Oh, the New Year. What a great time to think about the year just passed and the new one just kicking in. To make wishes and predictions for the 365 days to come.

Professionally, 2014 was awesome - and I hope 2015 will be the same.

Here is what you can expect to read on this blog in 2015:


News and analysis about the war against ISIS - 'Airwars' project

I am very proud to be working with Chris Woods on monitoring the airstrikes of the US-led coalition about the terrorist group calling itself Islamic State.

There will be plenty of news regarding this topic on this blog, as well as investigations.

Innovative, fun, and usable broadcasting

I don't watch TV. I do not listen to the radio that much now that I don't have a car. I am not sure wether classic linear broadcasting is still the most relevant thing we can do, but I am convinced we shouldn't forget our good old tellies and FM receivers that soon.

Time to go for modern broadcasting.

I'm thinking about all-terrain technologies, mobile, portable, local, and deployable broadcasting. Yes, buzzwords.

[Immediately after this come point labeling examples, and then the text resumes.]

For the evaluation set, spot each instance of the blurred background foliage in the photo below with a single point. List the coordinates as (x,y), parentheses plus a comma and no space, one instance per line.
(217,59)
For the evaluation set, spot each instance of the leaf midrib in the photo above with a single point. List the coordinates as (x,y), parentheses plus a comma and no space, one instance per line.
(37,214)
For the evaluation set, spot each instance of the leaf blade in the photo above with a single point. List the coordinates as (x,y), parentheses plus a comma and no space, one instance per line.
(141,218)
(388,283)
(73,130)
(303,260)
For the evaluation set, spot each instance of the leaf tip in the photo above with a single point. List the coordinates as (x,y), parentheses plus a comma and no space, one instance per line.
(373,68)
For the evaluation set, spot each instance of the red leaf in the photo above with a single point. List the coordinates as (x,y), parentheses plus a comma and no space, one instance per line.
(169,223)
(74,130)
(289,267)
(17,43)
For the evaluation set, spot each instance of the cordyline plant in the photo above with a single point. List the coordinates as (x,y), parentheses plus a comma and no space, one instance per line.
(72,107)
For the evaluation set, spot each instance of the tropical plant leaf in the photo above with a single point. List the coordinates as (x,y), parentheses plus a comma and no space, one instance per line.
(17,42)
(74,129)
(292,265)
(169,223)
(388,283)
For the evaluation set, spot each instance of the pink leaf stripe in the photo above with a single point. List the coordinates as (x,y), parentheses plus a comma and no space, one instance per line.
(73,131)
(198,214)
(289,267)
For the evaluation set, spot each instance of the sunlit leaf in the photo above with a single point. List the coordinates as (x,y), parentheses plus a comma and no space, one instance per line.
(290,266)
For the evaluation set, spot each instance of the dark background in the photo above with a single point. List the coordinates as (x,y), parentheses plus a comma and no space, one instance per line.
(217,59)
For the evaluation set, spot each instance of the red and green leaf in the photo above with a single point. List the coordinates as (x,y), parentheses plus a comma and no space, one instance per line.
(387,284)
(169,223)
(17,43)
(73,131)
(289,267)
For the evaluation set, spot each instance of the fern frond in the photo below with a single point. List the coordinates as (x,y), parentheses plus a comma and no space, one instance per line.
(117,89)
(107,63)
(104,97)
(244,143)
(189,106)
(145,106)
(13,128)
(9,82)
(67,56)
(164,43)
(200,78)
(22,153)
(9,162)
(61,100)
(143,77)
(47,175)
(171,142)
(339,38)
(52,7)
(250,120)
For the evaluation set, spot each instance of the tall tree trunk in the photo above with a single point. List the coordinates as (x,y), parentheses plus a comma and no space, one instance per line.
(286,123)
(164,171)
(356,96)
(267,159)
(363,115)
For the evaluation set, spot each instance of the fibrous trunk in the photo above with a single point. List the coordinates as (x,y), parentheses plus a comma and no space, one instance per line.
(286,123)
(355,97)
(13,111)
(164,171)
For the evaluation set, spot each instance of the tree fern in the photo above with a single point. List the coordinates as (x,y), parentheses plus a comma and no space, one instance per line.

As far as I know, this is already something the BBC is thinking about:

  • There's a Whatsapp channel in Western Africa 'broadcasting' information about the Ebola outbreak;
  • I also heard about an experiment going on with Line, another instant-messaging platform;
  • There is also a World Service event in Nairobi about these topics.

There's tech for all this stuff already. Between feature-phones, Firefox OS cheap smartphones, Bluetooth LTE mesh-networking tools, Raspberry Pis, but also old lo-fi tech such as radio airwaves, don't tell me we won't find something to have fun with.

No pun intended, but the good news for News is that podcasts are somewhat trendy right now (cheers Sarah Koenig!), that combining web and old tech can lead to fun and successful projects such as tinyfm, and that 'local' or 'hyperlocal' look like financially viable and interesting solutions when looking at successful journalistic ventures.

And alas, I can't tell you more than that, but... we've got stuff in the pipeline already.


Datagathering and computer-assisted reporting for dummies

It shouldn't come as a surprise, but data is getting more and more important for many, many people - and journos among them.

Unfortunately, I hear too often in our newsroom 'I didn't come to journalism to press buttons or do maths!' And that's a shame, because why would you pass on another source of information - and such a powerful one?

Dataset monitoring will become more and more crucial as 2015 unfolds and as open government becomes bigger and bigger. And we're in a nice space already, as Datastringer proved us that there's quite a lot of interest in this area.

Re-usable templating should also be on our mind if we want to avoid the frustration experienced by our friends at the New York Times in 2014.


New formats prospections

To put it bluntly: we're convinced the tech is already there for the next 10 years of innovation. We're even quite sure it's been around for a while already (I should write a blog on this one).

So, if it's not about tech, then it's about what we do with this tech.

These new formats may never be used on bbc.co.uk/news, but we do have to master them and to innovate in this space, where the New York Times is basically leading the way - alone, unchallenged.